Они сошли к морю. Оно лежало тусклое, даже чистое небо не возбудило в нем красок. Слабые валы катились с большими интервалами и лениво шлепались об утонувшие гранитные глыбы, не доходя до берега.

И как бы окончательно доверившись ему, Нина заговорила:

— Я лечу людей от заикания. Это страшный недуг. Человек вырвал у природы свою речь с боем. Что мы без речи? Бегали бы как собаки. Собаки это еще лучший вариант. Они умные и порядочные. А если как бараны? Человеку речь была нужна, и он ее создал в себе. Он столько знал об окружающем его мире, и мир этот вдруг стал так сложен, что бараньего блеяния и даже львиного рычания ему было недостаточно, чтобы выразить все, что в нем копилось. И, понимаете, болезнь вновь толкает его в то животное состояние.

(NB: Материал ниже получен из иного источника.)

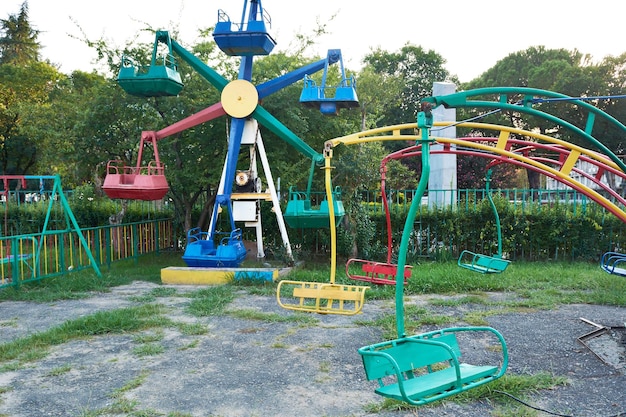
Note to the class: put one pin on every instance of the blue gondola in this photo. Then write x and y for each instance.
(330, 99)
(202, 252)
(159, 79)
(248, 38)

— Неужто так оно страшно, заикание? У меня заикается дочь. Я не видел, чтобы она переживала это.

— Вы не знаете ее. Вы не наблюдательны.

Она опять вся кипела. А он подумал: «Может, это и так. Но я так мало вижу ее…»

— Сердце не верит: четыре миллиона заик, представляете? Только у нас в стране. Это больше, чем все население нашей Прибалтики. Целая страна заик. Вы не можете вообразить их трагедию…

Нина подошла к морю, нагнулась. Платье на ее спине натянулось, ситец продавили пуговки бюстгальтера, но он не вспомнил сейчас о бугорочках позвонков, резко обозначившихся под напрягшейся кожей. Не вспомнил он того, как массировал ее ноги. Они были холодные, но сейчас он не подумал о них. В какую-то непонятно малую долю времени в нем родилась неприязнь к ней. Что ее вызвало, он, пожалуй, и сам еще не знал. Может, ее самоуверенность, чем обычно грешат люди, признавшие себя единственными пророками? Может, она неприятна ему как его неоправданные ошибки, которые он делал, но в которых еще не раскаялся?